Filtering implementations:
  1. Filter using groups This is my favorite one, the cleanest implementation.
    def filterUsingGroups[A](in: Iterable[A], step: Int, offset: Int): Iterable[A] =
      in.drop(offset).grouped(step).map(_.head).toIterable
    How it works:
    in = (1,2,3,4,5,6,7,8,9,10), step=3, offset=2
    drop(2) => (3,4,5,6,7,8,9,10)
    grouped(3) => ((3,4,5),(6,7,8),(9,10))
    map(_.head) => (3,6,9)
    
  2. Filter using index
    def filterUsingIndex[A](in: Iterable[A], step: Int, offset: Int): Iterable[A] =
      in.zipWithIndex.filter(_._2 % step == offset).unzip._1
    
    How it works:
    in = (1,2,3,4,5,6,7,8,9,10), step=3, offset=2
    zipWithIndex => ((1,0),(2,1),....,(10,9))

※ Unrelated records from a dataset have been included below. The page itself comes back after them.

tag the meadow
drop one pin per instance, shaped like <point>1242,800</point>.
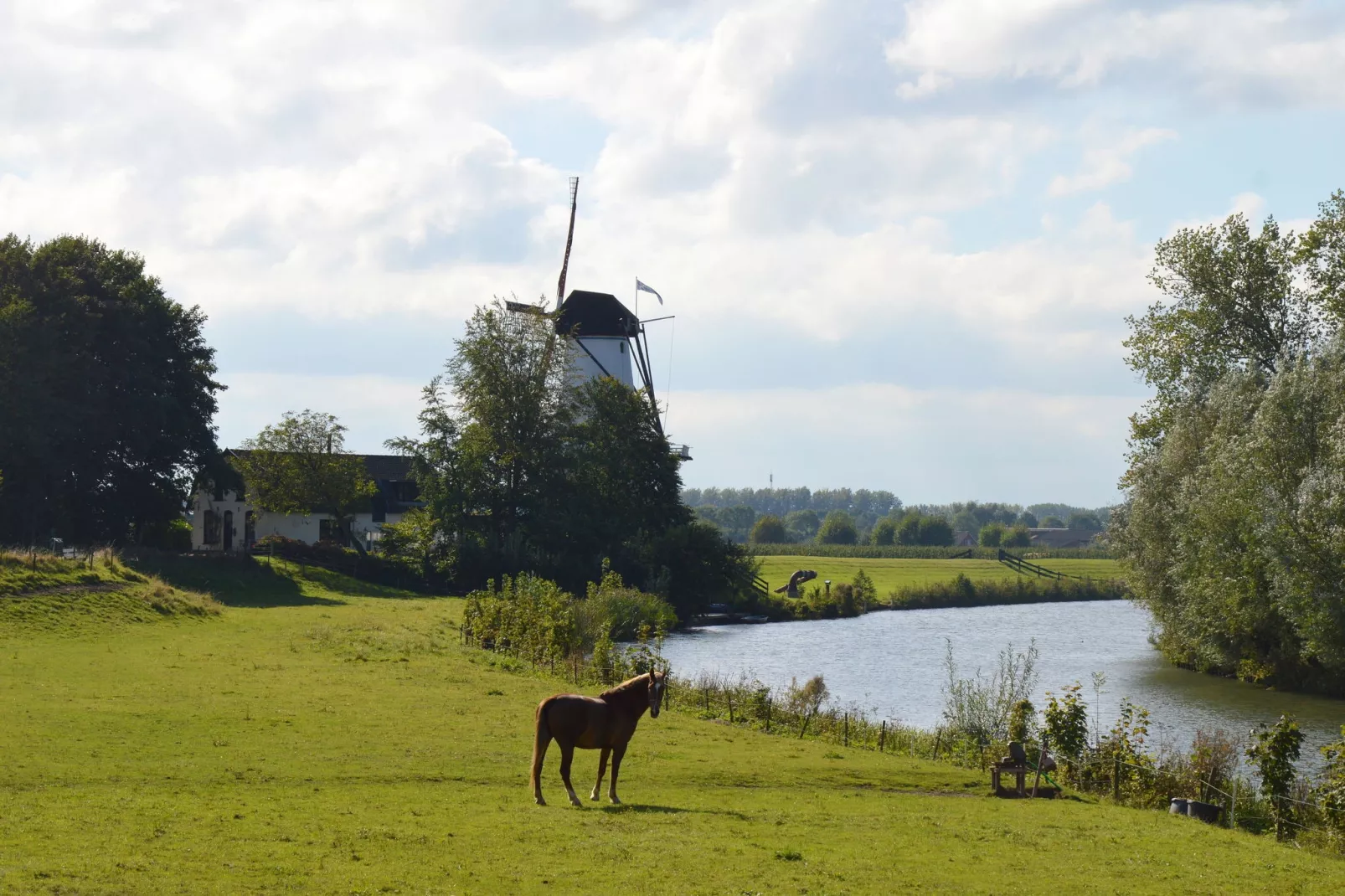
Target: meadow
<point>322,735</point>
<point>892,574</point>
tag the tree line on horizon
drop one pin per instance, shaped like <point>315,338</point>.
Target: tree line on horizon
<point>108,396</point>
<point>1234,526</point>
<point>854,523</point>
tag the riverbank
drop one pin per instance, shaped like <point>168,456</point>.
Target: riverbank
<point>317,738</point>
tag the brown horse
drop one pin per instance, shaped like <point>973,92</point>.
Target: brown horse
<point>603,723</point>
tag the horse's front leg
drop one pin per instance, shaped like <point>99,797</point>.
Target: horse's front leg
<point>616,767</point>
<point>566,756</point>
<point>601,767</point>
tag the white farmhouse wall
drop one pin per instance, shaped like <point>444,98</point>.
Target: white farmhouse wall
<point>306,528</point>
<point>612,352</point>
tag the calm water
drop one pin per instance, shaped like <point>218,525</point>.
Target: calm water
<point>890,663</point>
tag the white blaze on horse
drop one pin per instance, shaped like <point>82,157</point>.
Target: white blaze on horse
<point>603,723</point>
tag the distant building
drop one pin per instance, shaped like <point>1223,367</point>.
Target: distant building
<point>222,521</point>
<point>1058,538</point>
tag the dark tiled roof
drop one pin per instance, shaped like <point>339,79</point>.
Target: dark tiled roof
<point>595,314</point>
<point>388,467</point>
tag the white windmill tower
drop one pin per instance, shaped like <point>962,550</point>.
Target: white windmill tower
<point>607,338</point>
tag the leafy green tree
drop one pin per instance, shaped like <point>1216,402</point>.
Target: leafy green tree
<point>106,394</point>
<point>1236,301</point>
<point>300,466</point>
<point>803,523</point>
<point>908,530</point>
<point>1274,752</point>
<point>837,529</point>
<point>1017,537</point>
<point>935,532</point>
<point>1085,523</point>
<point>1067,725</point>
<point>992,534</point>
<point>768,530</point>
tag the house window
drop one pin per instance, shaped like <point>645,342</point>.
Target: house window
<point>330,530</point>
<point>211,526</point>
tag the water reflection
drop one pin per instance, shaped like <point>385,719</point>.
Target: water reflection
<point>892,663</point>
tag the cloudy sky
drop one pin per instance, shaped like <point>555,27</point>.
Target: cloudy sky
<point>899,239</point>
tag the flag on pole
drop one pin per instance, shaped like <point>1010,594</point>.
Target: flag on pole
<point>641,287</point>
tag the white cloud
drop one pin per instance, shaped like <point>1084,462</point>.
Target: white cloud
<point>373,408</point>
<point>925,445</point>
<point>809,168</point>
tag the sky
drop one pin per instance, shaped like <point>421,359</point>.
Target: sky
<point>900,239</point>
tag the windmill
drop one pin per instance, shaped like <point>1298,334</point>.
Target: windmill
<point>608,339</point>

    filter(_._2 % 3 == 2) => ((3,2), (6,5), (9,8))
    unzip._1 => (3,6,9)
    
  3. Filter using recursion
    def filterUsingRecursion[A](in: Iterable[A], step: Int, offset: Int): Iterable[A] = {
      if (in.size >= step) {
        val (l, r) = in.splitAt(step)
        List(l.drop(offset).head) ++ filterUsingRecursion(r, step, offset)

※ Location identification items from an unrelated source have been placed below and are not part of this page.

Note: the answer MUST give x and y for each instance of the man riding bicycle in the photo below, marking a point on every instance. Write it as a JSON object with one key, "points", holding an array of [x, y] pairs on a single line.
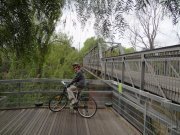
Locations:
{"points": [[77, 83]]}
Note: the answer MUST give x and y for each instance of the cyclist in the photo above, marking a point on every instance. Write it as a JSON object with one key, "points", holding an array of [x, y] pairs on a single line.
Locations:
{"points": [[77, 83]]}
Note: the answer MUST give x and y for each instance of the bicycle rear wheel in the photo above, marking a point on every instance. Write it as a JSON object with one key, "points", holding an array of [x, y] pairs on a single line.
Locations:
{"points": [[58, 102], [87, 107]]}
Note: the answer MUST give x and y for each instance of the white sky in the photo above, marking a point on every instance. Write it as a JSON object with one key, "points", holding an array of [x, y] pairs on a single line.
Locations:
{"points": [[72, 28]]}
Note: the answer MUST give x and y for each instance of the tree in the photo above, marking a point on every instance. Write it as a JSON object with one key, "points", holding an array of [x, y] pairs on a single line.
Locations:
{"points": [[109, 14], [26, 27], [148, 21]]}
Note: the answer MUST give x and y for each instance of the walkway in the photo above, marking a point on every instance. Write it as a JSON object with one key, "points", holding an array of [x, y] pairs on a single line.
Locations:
{"points": [[45, 122]]}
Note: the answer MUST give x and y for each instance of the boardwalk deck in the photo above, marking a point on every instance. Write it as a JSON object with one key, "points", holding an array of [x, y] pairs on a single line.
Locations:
{"points": [[45, 122]]}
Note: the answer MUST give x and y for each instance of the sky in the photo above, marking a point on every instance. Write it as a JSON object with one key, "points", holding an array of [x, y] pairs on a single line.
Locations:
{"points": [[72, 27]]}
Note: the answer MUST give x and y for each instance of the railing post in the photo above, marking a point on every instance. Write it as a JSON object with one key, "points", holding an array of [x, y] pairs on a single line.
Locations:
{"points": [[105, 68], [123, 69], [142, 72], [145, 111], [19, 91]]}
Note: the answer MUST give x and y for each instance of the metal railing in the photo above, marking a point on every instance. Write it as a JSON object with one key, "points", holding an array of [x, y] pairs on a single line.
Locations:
{"points": [[156, 71], [150, 82], [28, 93]]}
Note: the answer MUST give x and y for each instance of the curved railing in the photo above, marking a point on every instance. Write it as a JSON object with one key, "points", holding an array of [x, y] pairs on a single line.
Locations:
{"points": [[156, 71]]}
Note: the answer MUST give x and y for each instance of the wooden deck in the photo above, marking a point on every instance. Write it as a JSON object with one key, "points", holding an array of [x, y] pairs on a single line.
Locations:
{"points": [[45, 122]]}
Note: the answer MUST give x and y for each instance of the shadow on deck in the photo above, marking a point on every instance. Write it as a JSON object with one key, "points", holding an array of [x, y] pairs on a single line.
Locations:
{"points": [[45, 122]]}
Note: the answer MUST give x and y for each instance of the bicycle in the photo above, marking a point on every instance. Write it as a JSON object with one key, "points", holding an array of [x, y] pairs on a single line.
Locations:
{"points": [[86, 105]]}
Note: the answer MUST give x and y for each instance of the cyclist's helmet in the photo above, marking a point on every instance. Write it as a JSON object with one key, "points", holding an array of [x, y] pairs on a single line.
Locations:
{"points": [[76, 65]]}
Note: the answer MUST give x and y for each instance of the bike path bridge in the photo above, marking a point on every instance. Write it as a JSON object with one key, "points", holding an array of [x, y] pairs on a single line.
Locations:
{"points": [[137, 93]]}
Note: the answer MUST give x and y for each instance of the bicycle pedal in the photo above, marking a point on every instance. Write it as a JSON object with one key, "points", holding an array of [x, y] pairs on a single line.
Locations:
{"points": [[75, 107]]}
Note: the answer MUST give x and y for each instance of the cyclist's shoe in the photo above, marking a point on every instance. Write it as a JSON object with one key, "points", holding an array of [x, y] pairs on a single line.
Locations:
{"points": [[73, 102]]}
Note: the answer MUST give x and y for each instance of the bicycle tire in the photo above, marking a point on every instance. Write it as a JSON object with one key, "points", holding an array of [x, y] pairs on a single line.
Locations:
{"points": [[87, 107], [58, 102]]}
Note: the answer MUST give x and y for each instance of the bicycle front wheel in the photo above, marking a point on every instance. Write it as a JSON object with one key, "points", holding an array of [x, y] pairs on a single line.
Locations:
{"points": [[87, 107], [58, 102]]}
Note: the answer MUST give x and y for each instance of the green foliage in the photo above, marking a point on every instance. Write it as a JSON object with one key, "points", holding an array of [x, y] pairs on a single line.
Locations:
{"points": [[26, 27], [88, 44]]}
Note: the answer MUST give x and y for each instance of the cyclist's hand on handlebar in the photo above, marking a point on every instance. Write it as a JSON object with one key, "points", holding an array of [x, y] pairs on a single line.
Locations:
{"points": [[68, 85]]}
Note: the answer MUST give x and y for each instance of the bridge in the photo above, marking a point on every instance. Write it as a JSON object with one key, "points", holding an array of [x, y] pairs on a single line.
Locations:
{"points": [[143, 89]]}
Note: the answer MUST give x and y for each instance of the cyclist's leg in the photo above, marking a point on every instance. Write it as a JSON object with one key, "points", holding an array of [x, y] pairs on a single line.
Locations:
{"points": [[71, 94]]}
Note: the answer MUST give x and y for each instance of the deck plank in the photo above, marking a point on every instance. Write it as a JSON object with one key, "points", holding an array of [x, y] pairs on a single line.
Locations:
{"points": [[45, 122]]}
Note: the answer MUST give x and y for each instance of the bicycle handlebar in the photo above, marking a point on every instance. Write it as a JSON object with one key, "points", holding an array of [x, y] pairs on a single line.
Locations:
{"points": [[63, 83]]}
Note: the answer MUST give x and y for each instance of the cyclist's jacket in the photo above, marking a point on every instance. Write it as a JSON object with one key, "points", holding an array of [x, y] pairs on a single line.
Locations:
{"points": [[79, 80]]}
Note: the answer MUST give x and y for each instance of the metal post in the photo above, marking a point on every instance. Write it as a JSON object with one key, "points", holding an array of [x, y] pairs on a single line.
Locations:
{"points": [[142, 72], [123, 70], [145, 112]]}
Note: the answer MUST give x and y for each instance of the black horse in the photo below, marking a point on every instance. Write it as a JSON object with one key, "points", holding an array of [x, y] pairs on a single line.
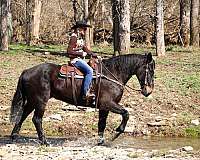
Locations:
{"points": [[40, 83]]}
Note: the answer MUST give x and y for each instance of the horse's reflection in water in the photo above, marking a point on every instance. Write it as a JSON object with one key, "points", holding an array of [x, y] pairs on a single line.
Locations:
{"points": [[39, 83]]}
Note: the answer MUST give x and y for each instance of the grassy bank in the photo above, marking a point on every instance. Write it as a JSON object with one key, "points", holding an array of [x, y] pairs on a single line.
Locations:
{"points": [[176, 97]]}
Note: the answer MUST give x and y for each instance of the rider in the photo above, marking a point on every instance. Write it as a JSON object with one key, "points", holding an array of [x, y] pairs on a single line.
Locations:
{"points": [[77, 50]]}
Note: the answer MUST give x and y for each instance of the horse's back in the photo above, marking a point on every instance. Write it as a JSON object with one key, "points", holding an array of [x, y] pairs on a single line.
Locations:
{"points": [[37, 80]]}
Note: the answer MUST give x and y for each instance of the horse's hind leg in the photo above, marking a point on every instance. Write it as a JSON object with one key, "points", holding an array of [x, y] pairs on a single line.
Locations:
{"points": [[37, 120], [116, 108], [103, 114], [26, 111]]}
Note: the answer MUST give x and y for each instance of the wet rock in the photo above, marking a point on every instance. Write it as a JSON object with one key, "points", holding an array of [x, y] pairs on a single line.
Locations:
{"points": [[154, 124], [4, 108], [56, 117], [195, 122], [174, 115], [187, 148], [158, 118]]}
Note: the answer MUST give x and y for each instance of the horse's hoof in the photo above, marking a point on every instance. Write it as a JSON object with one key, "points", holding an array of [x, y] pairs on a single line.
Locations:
{"points": [[14, 137], [44, 143], [120, 130], [100, 141], [116, 135]]}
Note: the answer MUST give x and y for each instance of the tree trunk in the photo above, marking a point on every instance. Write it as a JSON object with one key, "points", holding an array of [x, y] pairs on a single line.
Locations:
{"points": [[4, 24], [116, 19], [36, 21], [124, 27], [28, 22], [160, 41], [184, 22], [121, 26], [86, 14], [194, 23]]}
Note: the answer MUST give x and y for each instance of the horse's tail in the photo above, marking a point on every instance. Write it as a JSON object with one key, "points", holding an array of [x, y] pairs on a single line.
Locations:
{"points": [[17, 102]]}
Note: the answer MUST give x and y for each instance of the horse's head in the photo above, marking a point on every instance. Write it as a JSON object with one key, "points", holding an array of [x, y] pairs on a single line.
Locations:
{"points": [[145, 75]]}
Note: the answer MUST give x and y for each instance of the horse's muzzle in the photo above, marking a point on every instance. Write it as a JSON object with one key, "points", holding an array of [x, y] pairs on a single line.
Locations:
{"points": [[147, 90]]}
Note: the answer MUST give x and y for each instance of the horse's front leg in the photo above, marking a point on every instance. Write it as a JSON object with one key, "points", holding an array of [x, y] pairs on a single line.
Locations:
{"points": [[103, 114], [116, 108], [37, 120]]}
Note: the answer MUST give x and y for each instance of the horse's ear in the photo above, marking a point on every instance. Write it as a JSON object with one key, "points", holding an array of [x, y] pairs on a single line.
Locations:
{"points": [[149, 58]]}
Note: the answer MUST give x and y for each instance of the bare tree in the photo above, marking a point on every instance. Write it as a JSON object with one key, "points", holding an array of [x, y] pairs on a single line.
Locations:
{"points": [[4, 35], [121, 26], [86, 14], [184, 22], [194, 23], [160, 41], [28, 22], [36, 20]]}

      } else List.empty[A]
    }
    
    How it works:
    in = (1,2,3,4,5,6,7,8,9,10), step=3, offset=2
    splitAt(3) => l=(1,2,3); r=(4,5,6,7,8,9,10)

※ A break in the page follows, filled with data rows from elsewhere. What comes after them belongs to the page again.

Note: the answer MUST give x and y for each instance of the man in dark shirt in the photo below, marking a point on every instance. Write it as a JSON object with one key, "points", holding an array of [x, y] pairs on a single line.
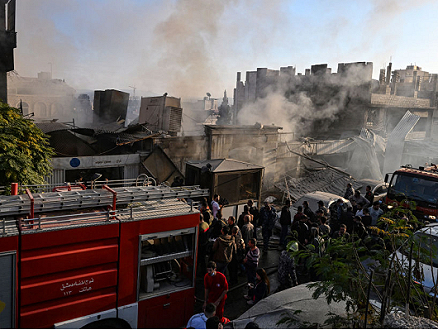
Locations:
{"points": [[285, 222]]}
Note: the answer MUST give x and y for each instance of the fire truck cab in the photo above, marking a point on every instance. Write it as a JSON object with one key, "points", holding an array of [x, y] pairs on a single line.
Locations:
{"points": [[418, 185], [122, 257]]}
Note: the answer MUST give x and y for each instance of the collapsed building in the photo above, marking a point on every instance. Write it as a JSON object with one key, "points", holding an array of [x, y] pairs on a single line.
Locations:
{"points": [[349, 98]]}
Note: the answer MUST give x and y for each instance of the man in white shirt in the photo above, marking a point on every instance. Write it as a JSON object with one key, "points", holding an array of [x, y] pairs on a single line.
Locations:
{"points": [[375, 213], [215, 205]]}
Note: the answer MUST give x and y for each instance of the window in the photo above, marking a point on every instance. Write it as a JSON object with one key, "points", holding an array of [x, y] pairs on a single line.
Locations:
{"points": [[166, 262]]}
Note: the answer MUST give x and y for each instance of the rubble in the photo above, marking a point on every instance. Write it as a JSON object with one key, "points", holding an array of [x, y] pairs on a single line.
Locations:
{"points": [[399, 321]]}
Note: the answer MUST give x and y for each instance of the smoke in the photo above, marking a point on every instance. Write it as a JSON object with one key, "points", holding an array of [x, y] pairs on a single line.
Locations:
{"points": [[303, 104]]}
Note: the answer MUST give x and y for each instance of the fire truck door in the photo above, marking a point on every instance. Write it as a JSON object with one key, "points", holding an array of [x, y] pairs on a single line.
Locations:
{"points": [[7, 290]]}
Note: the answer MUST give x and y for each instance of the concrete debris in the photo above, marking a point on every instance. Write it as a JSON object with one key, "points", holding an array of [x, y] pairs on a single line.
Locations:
{"points": [[399, 321]]}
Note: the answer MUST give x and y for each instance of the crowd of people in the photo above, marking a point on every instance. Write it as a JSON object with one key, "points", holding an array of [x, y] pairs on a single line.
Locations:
{"points": [[229, 246]]}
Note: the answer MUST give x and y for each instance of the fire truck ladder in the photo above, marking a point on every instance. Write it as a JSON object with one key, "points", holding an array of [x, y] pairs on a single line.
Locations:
{"points": [[29, 204]]}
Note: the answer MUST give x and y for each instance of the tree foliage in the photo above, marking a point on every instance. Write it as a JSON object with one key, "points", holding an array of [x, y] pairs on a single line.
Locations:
{"points": [[24, 149], [344, 270]]}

    l.drop(2).head == 3 => List(3) ++ filterUsingRecursion((4,5,6,7,8,9,10), 3, 2)
    
  4. Filter using loop (unbuffered)
    def filterUsingLoop[A](in: Iterable[A], step: Int, offset: Int): Iterable[A] = {
      var out = List.empty[A]
      val it = in.iterator
      for (i <- 0 to in.size - 1) {
        if (i % step == offset) out = out :+ it.next
        else it.next
      }
      out
    }
    
  5. Filter using loop (buffered)
    def filterUsingLoopWithBuffer[A](in: Iterable[A], step: Int, offset: Int): Iterable[A] = {
      val out = collection.mutable.ListBuffer.empty[A]
      val it = in.iterator
      for (i <- 0 to in.size - 1) {
        if (i % step == offset) out += it.next
        else it.next
      }
      out
    }
    
  6. Filter using tail recursion (added later)
    def filterUsingTailRecursion[A](in: Iterable[A], step: Int, offset: Int): Iterable[A] = {
      def filter(acc: ListBuffer[A], in: Iterable[A]): ListBuffer[A] = {
        in.splitAt(step) match {
          case (l, r) if (l.size >= offset) => filter(acc += l.drop(offset).head, r)
          case _ => acc
        }
      }
      filter(ListBuffer.empty[A], in)
    }
    

In my benchmark I've called each method 10 times in a row and measured average execution time (using parameters step=3, offset=2). When benchmarking I call foreach on the result of each execution of the method under test. I do this to materialize returned collection if it would be backed by an iterator.

def benchmark[A](fn: => Iterable[A]): Double = {
  fn // warm-up
  val times = 10
  val start = System.currentTimeMillis
  for (i <- 1 to times) fn.foreach(_ => ())
  val stop = System.currentTimeMillis
  (stop - start).toDouble / times
}
The chart below shows the results I've collected. Conclusions:
  • Buffered loop is the fastest implementation
  • Index is also quite good
  • Recursion is working pretty well with small collections but fails to process huge collections (java.lang.StackOverflowError)
  • Unbuffered loop fails to process huge collections because of intesive data copying
  • Groups give worst performance
  • Tail recursion works very well with huge collections
Sadly the implementation using groups is not the most performant although it's clean and concise. Anyway it's good enough when processing less than 1000 elements. That makes it quite good candidate for initial implementation.